- Amity, Pennsylvania Location within Pennsylvania Amity, Pennsylvania Location within the United States
- Coordinates: 40°02′22″N 80°12′18″W﻿ / ﻿40.0394°N 80.205°W
- Country: United States
- State: Pennsylvania
- County: Washington
- Time zone: UTC-5 (Eastern (EST))
- • Summer (DST): UTC-4 (EDT)
- ZIP code: 15311
- Area code: 724

= Amity, Washington County, Pennsylvania =

Unincorporated community in Pennsylvania, US

Amity is an unincorporated community in Amwell Township, Pennsylvania, United States. It is home to the Bailey Covered Bridge and Hughes Covered Bridge.

==History==
Amity was laid out in 1797, and named after the local Amity Presbyterian Church. The community developed as part of the early settlement of Washington County, Pennsylvania, which was created in 1781 during westward expansion into southwestern Pennsylvania.

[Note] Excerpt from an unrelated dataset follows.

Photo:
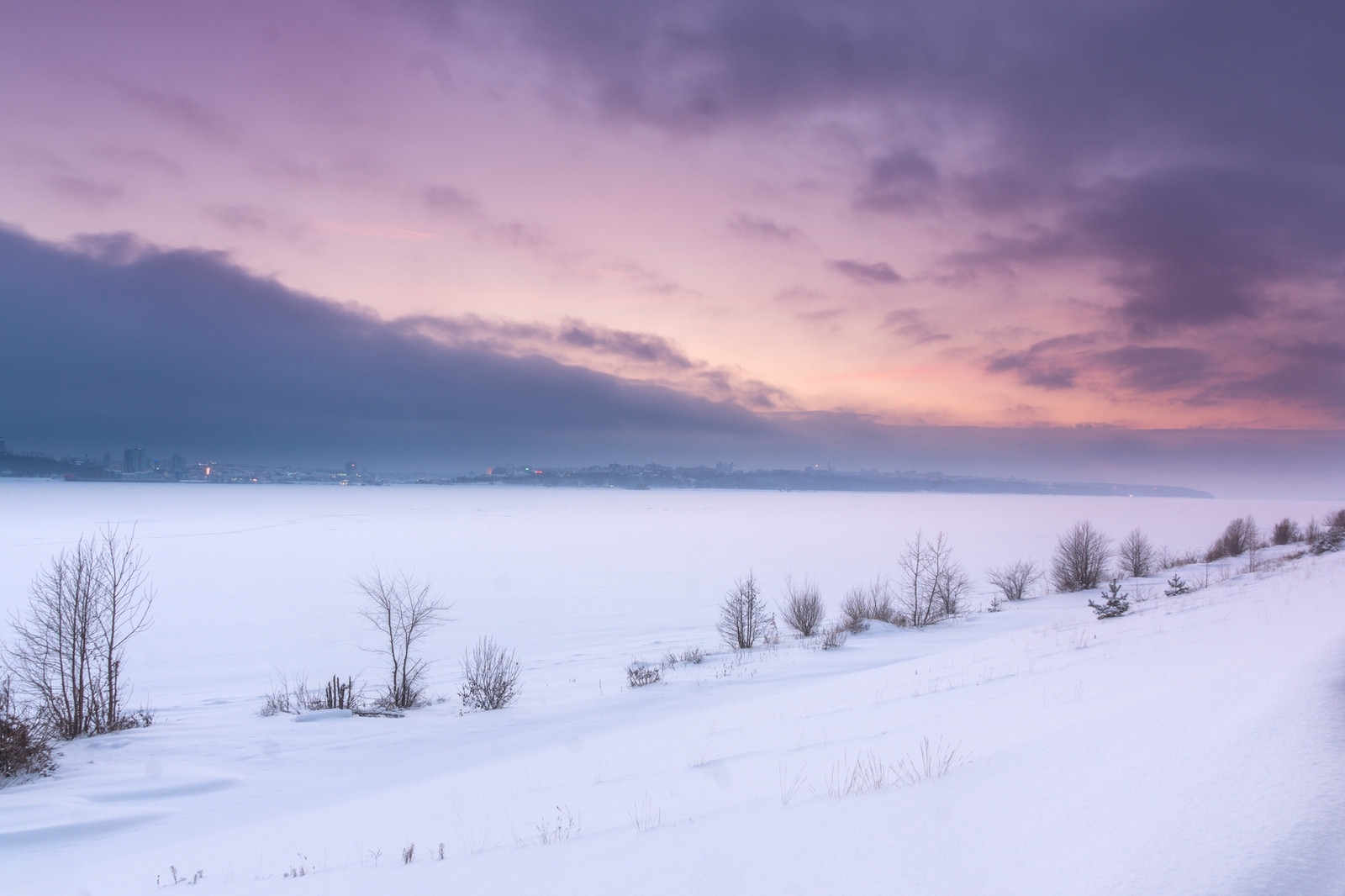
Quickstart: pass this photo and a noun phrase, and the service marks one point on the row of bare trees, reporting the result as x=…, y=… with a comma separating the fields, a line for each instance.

During the 19th century, Amity and the surrounding Amwell Township area were largely agricultural, with farming forming the basis of the local economy. As Washington County developed, industries such as coal mining contributed to economic growth in the region during the late 19th century.

Amity remained a small rural community, and nearby covered bridges, such as the Bailey Covered Bridge, reflect the transportation infrastructure and engineering practices of the 19th century.

==Geography==
Amity is an unincorporated community located in Amwell Township in central Washington County, Pennsylvania. The community lies within the Appalachian Plateau region of the state, characterized by rolling hills, farmland, and forested areas.

Amity is situated near Ten Mile Creek, a tributary of the Monongahela River, and is accessible via local roadways that connect it to nearby communities, including Washington, the county seat.

==Landmarks==
Amity is home to several historic covered bridges, including the Bailey Covered Bridge and the Hughes Covered Bridge, both of which cross Ten Mile Creek and date to the late 19th century.

These bridges are part of a larger collection of historic covered bridges in Washington County, which is known for having one of the highest concentrations of such structures in Pennsylvania.

The Bailey Covered Bridge, originally constructed in 1889, is listed on the National Register of Historic Places and represents traditional wooden bridge construction techniques of the period.

==Demographics==
As an unincorporated community, Amity does not have separate population statistics reported by the U.S. Census Bureau. Demographic data for the area is instead included within Amwell Township, which had a population of 3,684 at the 2020 census.